Notice
This document is for a development version of Ceph.
Troubleshooting
Slow/stuck operations
Sometimes CephFS operations hang. The first step in troubleshooting them is to locate the problem causing the operations to hang. Problems present in three places:
in the client
in the MDS
in the network that connects the client to the MDS
First, use the procedure in Slow requests (MDS) to determine if the client has stuck operations or the MDS has stuck operations.

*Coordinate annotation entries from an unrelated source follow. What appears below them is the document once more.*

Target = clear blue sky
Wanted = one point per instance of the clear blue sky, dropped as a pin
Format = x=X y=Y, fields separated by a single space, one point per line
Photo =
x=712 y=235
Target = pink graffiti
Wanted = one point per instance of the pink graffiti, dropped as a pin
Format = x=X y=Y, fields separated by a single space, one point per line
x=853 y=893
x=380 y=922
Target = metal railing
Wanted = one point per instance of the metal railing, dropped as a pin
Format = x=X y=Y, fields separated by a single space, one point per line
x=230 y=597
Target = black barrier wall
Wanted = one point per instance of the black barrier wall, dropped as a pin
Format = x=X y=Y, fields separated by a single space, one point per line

Dump the MDS cache. The contents of the MDS cache will be used to diagnose the nature of the problem. Run the following command to dump the MDS cache:
ceph daemon mds.<name> dump cache /tmp/dump.txt
Note
MDS services that are not controlled by systemd dump the file
dump.txt
to the machine that runs the MDS. MDS services that are
controlled by systemd dump the file dump.txt
to a tmpfs in the MDS
container. Use nsenter(1) to locate dump.txt
or specify another
system-wide path.
If high logging levels have been set on the MDS, dump.txt
can be expected
to hold the information needed to diagnose and solve the issue causing the
CephFS operations to hang.
Stuck during recovery
Stuck in up:replay
If your MDS is stuck in the up:replay
state, then the journal is probably
very long. The presence of MDS_HEALTH_TRIM
cluster warnings can indicate
that the MDS has not yet caught up while trimming its journal. Very large
journals can take hours to process. There is no working around this, but there
are things you can do to speed up the process:
Temporarily disable MDS debug logs by reducing MDS debugging to 0
. Even
with the default settings, the MDS logs a few messages to memory for dumping in
case a fatal error is encountered. You can turn off all logging by running the
following commands:
ceph config set mds debug_mds 0
ceph config set mds debug_ms 0
ceph config set mds debug_monc 0
Remember that when you set debug_mds
, debug_ms
, and debug_monc
to
0
, if the MDS fails then there will be no debugging information that can be
used to determine why fatal errors occurred. If you can calculate when
up:replay
will complete, restore these configurations just prior to
entering the next state:
ceph config rm mds debug_mds
ceph config rm mds debug_ms
ceph config rm mds debug_monc
After replay has been expedited, calculate when the MDS will complete the replay. Examine the journal replay status:
$ ceph tell mds.<fs_name>:0 status | jq .replay_status
{
"journal_read_pos": 4195244,
"journal_write_pos": 4195244,
"journal_expire_pos": 4194304,
"num_events": 2,
"num_segments": 2
}
Replay completes when the journal_read_pos
reaches the
journal_write_pos
. The write position does not change during replay. Track
the progression of the read position to compute the expected time to complete.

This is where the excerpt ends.